La popolazione residente nel Mezzogiorno, secondo quanto scrive Repubblica, è meno istruita rispetto a quella nel Centro-Nord: poco più della metà degli adulti ha conseguito almeno il diploma di scuola secondaria superiore e nemmeno uno su sei ha raggiunto un titolo terziario (al Centro oltre i due terzi è almeno diplomato e quasi uno su quattro ha conseguito la laurea). Tuttavia la laurea risulta comunque premiale sotto il profilo dell’occupazione, anche al Sud, anzi, in proporzione, lo è anche di più: in particolare le donne residenti nel Mezzogiorno che raggiungono un titolo terziario aumentano considerevolmente la loro partecipazione al mercato del lavoro e riducono il divario con gli uomini e con le donne del Centro-Nord.
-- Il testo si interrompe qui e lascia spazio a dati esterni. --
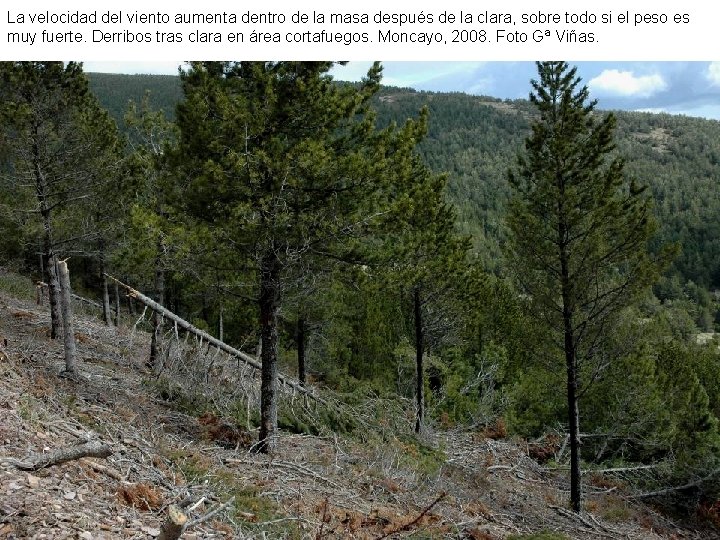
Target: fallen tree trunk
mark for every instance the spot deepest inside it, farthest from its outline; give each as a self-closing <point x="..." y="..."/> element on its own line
<point x="182" y="323"/>
<point x="41" y="461"/>
<point x="86" y="300"/>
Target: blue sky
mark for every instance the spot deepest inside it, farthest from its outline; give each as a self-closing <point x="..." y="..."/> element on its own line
<point x="691" y="88"/>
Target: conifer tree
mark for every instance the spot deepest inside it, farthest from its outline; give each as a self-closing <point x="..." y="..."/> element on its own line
<point x="286" y="168"/>
<point x="579" y="230"/>
<point x="59" y="142"/>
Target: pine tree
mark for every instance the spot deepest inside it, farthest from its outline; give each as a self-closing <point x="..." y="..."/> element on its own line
<point x="59" y="142"/>
<point x="286" y="169"/>
<point x="579" y="230"/>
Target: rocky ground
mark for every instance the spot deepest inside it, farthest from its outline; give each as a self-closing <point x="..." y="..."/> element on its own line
<point x="452" y="485"/>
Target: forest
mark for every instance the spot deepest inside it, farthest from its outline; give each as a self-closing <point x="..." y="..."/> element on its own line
<point x="541" y="268"/>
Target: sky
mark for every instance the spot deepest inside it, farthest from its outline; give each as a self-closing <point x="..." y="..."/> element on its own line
<point x="690" y="88"/>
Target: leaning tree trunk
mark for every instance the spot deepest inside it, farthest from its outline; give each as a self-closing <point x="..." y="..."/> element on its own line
<point x="419" y="368"/>
<point x="269" y="307"/>
<point x="67" y="315"/>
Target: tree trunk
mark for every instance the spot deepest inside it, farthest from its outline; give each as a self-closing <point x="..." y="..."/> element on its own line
<point x="53" y="293"/>
<point x="41" y="188"/>
<point x="106" y="292"/>
<point x="67" y="315"/>
<point x="419" y="370"/>
<point x="154" y="360"/>
<point x="269" y="306"/>
<point x="301" y="341"/>
<point x="572" y="380"/>
<point x="221" y="329"/>
<point x="117" y="304"/>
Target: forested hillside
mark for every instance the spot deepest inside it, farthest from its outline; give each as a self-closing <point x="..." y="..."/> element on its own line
<point x="299" y="250"/>
<point x="475" y="140"/>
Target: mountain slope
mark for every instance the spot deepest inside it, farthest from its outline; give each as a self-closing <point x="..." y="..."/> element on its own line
<point x="449" y="485"/>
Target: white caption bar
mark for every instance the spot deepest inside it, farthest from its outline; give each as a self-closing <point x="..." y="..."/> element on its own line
<point x="451" y="30"/>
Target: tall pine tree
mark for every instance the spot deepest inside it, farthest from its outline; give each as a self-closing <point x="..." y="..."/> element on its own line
<point x="286" y="168"/>
<point x="579" y="231"/>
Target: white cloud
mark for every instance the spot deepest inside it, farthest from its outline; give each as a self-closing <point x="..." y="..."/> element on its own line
<point x="626" y="83"/>
<point x="713" y="73"/>
<point x="152" y="68"/>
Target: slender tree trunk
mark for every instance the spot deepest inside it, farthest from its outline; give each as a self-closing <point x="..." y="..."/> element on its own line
<point x="156" y="320"/>
<point x="67" y="316"/>
<point x="53" y="292"/>
<point x="572" y="383"/>
<point x="269" y="307"/>
<point x="419" y="369"/>
<point x="301" y="341"/>
<point x="117" y="305"/>
<point x="221" y="329"/>
<point x="41" y="190"/>
<point x="106" y="291"/>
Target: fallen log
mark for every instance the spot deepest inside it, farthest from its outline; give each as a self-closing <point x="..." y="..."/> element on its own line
<point x="41" y="461"/>
<point x="182" y="323"/>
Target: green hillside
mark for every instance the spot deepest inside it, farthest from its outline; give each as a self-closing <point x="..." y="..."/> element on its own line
<point x="475" y="138"/>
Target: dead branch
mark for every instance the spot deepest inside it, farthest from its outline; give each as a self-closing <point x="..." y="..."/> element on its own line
<point x="98" y="467"/>
<point x="85" y="300"/>
<point x="414" y="522"/>
<point x="673" y="489"/>
<point x="210" y="514"/>
<point x="91" y="449"/>
<point x="182" y="323"/>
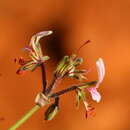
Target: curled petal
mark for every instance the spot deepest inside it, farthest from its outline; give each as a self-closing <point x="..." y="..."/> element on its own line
<point x="35" y="38"/>
<point x="95" y="94"/>
<point x="100" y="69"/>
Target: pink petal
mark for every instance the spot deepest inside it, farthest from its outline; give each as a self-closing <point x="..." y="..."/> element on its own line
<point x="95" y="94"/>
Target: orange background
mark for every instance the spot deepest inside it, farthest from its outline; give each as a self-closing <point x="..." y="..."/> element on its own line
<point x="105" y="22"/>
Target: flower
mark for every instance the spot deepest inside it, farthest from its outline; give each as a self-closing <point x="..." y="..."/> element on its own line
<point x="68" y="67"/>
<point x="35" y="53"/>
<point x="101" y="73"/>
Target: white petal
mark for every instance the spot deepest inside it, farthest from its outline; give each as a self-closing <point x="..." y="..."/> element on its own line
<point x="95" y="94"/>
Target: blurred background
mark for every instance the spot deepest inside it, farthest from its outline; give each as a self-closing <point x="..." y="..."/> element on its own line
<point x="105" y="23"/>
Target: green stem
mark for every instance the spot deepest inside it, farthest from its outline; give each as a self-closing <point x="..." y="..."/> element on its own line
<point x="25" y="117"/>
D’altra parte in Italia il rischio di emarginazione dal mercato del lavoro e dalla società è molto più elevato che nel resto della Ue: nonostante l’incidenza dei giovani di 15-29 anni non occupati e non in formazione cali di 1,2 punti rispetto al 2018 e raggiunga il 22,2%, si tratta pur sempre di due milioni di giovani. La quota di Neet – ‘Neither in employment nor in education and training’, giovani non più inseriti in un percorso scolastico/formativo e neppure impegnati in un’attività lavorativa – è la più elevata tra i Paesi dell’Unione, di circa 10 punti superiore al valore medio Ue28 (12,5%).
L’abbandono precoce del sistema di istruzione e formazione è di rilevante importanza anche a livello europeo, la quota di 18-24enni che possiede al più un titolo secondario inferiore ed è già fuori dal sistema di istruzione e formazione è uno degli indicatori della Strategia Europa2020; per il quale il benchmark europeo è stato fissato al 10%. Livello lontano da quello italiano: nel 2019, nonostante il valore in Italia scenda al 13,5% (per un totale di 561 mila giovani).